MSCI’s gauge of stocks across the globe declined 0.94%, pan-European STOXX 600 index shed 0.86%, Dow Jones Industrial Average dropped 0.76%, S&P 500 shed 0.80% and Nasdaq Composite lost 1.18%

The dollar rebounded further from last year’s sell-off and global stock markets extended a New Year decline on Wednesday as doubts about the chances of a soft landing mounted even as the Fed almost declared victory in taming inflation.

Policymakers appeared increasingly convinced last month that inflation was coming under control, but they expressed growing concern about “overly restrictive” monetary policy, according to minutes from the Fed’s December 12-13 meeting.

Richmond Fed President Thomas Barkin echoed similar optimism earlier in the day, saying a soft landing is “increasingly conceivable” as the Federal Reserve makes “real progress” toward taming inflation without inflicting major damage on the jobs market.
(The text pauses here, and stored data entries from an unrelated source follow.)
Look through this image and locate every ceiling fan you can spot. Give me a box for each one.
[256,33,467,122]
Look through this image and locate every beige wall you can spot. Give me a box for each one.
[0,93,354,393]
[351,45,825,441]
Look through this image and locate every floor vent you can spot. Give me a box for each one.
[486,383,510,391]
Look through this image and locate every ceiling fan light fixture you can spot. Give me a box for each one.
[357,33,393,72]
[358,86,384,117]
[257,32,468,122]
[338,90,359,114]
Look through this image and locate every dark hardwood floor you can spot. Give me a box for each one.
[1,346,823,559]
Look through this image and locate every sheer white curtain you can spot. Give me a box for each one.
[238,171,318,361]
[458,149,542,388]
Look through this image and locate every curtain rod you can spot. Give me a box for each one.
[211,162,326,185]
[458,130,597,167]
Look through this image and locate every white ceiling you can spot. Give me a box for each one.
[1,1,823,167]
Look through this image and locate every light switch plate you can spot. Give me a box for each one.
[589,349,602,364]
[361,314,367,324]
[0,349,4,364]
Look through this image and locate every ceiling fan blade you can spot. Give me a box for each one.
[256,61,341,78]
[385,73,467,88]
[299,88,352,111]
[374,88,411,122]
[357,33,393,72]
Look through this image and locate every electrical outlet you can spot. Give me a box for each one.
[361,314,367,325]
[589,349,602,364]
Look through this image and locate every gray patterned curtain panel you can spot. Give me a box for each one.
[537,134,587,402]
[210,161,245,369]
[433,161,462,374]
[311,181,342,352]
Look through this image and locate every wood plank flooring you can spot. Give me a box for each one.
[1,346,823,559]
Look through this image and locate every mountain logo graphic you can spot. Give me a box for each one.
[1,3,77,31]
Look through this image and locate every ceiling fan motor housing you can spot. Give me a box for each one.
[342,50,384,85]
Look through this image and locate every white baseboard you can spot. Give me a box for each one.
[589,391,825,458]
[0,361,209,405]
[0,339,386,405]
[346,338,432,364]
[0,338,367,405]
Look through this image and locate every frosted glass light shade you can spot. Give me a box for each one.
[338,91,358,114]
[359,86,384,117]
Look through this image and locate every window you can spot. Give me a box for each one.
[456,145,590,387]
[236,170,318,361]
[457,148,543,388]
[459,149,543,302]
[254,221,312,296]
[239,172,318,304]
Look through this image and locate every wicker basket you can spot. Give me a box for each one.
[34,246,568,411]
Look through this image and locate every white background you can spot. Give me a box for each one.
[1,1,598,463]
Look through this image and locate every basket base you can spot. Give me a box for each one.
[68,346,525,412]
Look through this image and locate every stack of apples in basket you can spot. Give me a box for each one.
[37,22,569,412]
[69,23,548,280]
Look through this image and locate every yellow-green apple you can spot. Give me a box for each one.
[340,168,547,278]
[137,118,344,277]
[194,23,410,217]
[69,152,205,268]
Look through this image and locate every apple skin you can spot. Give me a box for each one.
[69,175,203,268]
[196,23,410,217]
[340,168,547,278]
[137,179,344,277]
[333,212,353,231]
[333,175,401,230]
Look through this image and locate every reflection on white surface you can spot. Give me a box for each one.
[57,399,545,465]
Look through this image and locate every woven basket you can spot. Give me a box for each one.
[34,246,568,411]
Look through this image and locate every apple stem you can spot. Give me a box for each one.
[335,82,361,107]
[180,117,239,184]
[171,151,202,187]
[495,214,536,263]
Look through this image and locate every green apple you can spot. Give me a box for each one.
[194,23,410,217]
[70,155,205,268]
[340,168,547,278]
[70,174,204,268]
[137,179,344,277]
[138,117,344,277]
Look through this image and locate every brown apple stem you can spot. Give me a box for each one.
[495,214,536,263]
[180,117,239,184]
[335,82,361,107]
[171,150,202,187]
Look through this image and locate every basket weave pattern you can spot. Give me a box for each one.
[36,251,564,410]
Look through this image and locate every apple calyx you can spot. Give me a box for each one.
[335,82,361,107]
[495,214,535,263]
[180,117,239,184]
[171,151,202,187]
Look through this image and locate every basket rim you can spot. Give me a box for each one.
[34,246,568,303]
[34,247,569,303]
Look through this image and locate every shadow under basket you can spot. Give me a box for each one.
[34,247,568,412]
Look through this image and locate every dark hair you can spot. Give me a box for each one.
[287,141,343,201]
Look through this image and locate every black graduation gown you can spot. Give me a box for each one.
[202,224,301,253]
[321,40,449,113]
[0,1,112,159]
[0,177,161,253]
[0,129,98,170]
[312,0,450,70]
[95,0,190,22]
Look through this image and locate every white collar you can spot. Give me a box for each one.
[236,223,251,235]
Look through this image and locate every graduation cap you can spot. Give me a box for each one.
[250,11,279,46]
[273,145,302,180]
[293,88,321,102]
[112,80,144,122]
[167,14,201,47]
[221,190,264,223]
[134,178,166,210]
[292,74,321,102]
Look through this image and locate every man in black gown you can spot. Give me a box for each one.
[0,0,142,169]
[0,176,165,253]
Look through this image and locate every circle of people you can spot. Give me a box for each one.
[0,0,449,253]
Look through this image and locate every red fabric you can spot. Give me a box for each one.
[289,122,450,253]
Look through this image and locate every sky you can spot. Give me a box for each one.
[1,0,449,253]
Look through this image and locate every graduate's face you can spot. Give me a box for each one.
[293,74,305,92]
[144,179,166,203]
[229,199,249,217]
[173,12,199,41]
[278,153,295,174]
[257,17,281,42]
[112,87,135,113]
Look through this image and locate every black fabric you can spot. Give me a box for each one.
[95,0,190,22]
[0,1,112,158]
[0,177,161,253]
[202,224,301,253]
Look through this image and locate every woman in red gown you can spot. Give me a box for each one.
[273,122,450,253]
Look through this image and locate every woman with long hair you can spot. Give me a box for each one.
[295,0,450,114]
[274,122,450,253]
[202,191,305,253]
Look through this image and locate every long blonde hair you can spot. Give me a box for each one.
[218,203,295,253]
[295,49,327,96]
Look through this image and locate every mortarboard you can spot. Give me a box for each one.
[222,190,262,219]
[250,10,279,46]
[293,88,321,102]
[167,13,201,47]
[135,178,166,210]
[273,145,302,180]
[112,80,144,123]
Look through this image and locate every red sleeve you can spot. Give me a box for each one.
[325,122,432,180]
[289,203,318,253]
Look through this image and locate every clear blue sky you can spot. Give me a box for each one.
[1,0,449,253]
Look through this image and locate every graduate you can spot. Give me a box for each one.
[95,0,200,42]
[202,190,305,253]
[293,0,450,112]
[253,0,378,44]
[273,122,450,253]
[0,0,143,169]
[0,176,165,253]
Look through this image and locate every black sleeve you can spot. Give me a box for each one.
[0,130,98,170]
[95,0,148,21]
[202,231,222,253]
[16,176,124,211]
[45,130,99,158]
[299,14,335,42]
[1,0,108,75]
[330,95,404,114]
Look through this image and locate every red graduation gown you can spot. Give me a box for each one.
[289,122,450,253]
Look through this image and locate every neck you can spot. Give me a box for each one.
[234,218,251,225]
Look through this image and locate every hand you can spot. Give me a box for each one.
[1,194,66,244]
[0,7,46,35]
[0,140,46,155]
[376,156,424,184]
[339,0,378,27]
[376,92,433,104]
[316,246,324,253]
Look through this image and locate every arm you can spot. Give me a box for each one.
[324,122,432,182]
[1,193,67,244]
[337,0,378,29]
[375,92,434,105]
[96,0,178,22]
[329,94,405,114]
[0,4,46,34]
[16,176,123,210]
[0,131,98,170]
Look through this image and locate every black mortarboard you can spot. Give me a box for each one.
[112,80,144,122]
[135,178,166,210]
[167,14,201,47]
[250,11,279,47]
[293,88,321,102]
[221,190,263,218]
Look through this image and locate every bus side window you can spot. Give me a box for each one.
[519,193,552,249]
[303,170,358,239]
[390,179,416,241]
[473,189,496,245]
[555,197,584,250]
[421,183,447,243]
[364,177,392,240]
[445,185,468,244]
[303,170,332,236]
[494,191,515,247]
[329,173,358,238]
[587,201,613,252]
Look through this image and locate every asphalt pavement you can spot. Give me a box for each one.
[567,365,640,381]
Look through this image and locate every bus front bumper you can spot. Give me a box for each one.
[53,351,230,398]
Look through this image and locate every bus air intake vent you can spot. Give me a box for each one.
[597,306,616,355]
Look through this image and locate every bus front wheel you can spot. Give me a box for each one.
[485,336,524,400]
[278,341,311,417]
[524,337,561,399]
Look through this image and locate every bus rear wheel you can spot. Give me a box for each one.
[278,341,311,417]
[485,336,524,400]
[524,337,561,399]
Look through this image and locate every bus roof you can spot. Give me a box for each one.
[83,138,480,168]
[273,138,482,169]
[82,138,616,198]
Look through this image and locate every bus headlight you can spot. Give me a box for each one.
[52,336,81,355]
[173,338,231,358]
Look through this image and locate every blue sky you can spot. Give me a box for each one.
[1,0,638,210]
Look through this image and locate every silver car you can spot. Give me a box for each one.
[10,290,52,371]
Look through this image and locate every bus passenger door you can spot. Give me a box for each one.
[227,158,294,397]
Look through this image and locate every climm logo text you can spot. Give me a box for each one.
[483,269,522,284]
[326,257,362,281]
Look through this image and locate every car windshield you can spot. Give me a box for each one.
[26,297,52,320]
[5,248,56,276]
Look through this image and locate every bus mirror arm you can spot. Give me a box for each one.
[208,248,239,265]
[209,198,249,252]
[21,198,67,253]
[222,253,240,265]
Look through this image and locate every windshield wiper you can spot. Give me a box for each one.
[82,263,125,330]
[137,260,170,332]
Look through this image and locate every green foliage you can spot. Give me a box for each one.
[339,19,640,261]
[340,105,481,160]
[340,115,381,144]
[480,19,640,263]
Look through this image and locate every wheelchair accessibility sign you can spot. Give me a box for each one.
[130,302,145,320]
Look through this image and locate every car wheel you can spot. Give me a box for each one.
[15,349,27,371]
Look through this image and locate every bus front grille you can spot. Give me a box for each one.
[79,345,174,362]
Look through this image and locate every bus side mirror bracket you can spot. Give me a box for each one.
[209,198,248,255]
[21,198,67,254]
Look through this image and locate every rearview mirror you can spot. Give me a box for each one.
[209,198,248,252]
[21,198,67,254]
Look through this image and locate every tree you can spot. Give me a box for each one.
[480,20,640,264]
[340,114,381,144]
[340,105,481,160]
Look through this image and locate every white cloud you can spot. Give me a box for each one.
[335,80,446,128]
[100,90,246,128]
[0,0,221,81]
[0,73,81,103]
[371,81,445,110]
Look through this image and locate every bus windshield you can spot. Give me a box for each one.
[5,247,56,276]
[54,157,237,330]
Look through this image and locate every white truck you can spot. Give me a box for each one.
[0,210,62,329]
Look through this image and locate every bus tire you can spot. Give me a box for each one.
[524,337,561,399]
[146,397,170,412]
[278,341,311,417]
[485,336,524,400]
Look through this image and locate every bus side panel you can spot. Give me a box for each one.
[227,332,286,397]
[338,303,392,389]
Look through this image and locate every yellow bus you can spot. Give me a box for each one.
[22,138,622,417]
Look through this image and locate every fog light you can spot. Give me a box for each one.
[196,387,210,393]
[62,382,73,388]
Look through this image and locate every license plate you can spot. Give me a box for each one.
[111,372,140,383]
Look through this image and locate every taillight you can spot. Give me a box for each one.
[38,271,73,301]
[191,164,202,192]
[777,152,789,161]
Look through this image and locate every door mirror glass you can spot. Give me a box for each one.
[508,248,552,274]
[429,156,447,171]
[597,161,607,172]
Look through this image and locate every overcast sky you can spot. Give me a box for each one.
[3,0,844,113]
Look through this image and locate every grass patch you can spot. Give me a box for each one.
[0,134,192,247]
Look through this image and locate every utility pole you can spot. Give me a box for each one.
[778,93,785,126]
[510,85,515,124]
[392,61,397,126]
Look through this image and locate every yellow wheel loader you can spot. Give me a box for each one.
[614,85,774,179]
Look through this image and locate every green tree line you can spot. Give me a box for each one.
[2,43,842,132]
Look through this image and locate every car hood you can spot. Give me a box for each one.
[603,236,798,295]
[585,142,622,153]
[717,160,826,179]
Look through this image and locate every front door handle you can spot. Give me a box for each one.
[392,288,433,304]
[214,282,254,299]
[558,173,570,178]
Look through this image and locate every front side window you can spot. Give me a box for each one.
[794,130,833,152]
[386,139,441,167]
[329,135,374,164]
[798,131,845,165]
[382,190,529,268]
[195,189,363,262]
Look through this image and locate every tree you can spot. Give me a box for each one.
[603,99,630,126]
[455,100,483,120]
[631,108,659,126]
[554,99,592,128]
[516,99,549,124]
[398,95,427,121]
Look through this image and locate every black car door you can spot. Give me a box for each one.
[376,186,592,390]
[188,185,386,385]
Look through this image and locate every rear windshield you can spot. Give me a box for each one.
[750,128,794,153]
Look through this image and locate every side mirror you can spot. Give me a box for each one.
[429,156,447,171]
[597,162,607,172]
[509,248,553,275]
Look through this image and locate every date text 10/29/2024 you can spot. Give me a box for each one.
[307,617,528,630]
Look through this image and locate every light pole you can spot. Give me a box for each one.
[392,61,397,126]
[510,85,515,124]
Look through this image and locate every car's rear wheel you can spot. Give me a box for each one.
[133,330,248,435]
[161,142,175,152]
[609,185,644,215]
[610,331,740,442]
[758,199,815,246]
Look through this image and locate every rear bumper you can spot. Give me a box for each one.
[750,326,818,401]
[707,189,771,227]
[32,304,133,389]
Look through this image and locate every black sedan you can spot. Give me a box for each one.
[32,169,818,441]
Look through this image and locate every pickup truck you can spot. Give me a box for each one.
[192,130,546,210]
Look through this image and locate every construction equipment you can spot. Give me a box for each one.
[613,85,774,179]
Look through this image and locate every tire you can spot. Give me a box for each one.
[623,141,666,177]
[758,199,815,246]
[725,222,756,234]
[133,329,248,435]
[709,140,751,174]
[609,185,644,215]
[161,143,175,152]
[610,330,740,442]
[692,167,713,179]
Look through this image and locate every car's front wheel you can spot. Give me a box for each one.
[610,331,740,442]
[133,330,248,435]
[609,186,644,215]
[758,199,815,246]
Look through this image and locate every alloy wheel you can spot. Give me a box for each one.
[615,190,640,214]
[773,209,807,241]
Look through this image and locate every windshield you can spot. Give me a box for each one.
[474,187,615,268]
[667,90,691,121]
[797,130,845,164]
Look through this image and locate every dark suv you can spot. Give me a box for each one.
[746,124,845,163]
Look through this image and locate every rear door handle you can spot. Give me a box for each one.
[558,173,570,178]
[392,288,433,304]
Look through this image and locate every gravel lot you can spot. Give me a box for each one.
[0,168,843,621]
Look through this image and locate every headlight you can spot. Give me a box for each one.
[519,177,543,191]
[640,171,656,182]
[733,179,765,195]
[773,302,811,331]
But the minutes and Barkin’s remarks failed to shake off uncertainty in equity markets, with the major Wall Street indexes selling off after the leading German, French, Italian and Spanish stock indexes earlier ended down over 1%.

The yield on benchmark 10-year Treasury notes briefly jumped above 4% as market optimism about deep interest rate cuts and their impact on the economy dipped.

The recent dramatic easing in monetary policy is likely to result in a “no landing,” or continued above-trend growth that will limit how much the Federal Reserve can cut rates, said Phillip Colmar, global strategist at MRB Partners.

Fed rate cuts are not required, even if Powell & Co. are determined to provide them, Colmar said, adding that monetary and financial conditions have not been restrictive. All major asset classes, including equities, indicate that monetary conditions are plentiful.

MSCI’s gauge of stocks across the globe declined 0.94%, while the pan-European STOXX 600 index shed 0.86%.

On Wall Street, the Dow Jones Industrial Average dropped 0.76%, the S&P 500 shed 0.80% and the Nasdaq Composite lost 1.18%.

Fed officials in December forecasted 75 bps of rate cuts this year, driving money-market bets for around double that amount amid market hopes that triggered a year-end rally in stocks and bonds.

Resilience in the U.S. labor market has kept a recession at bay. The government is expected to report on Friday that nonfarm payrolls rose by 168,000 jobs in December, according to a Reuters survey of economists, after rising 199,000 in November.

But labor market conditions are gradually easing. U.S. job openings declined by 62,000 to 8.79 million for the third successive month in November, the Labor Department said in its monthly Job Openings and Labor Turnover Survey, or JOLTS report.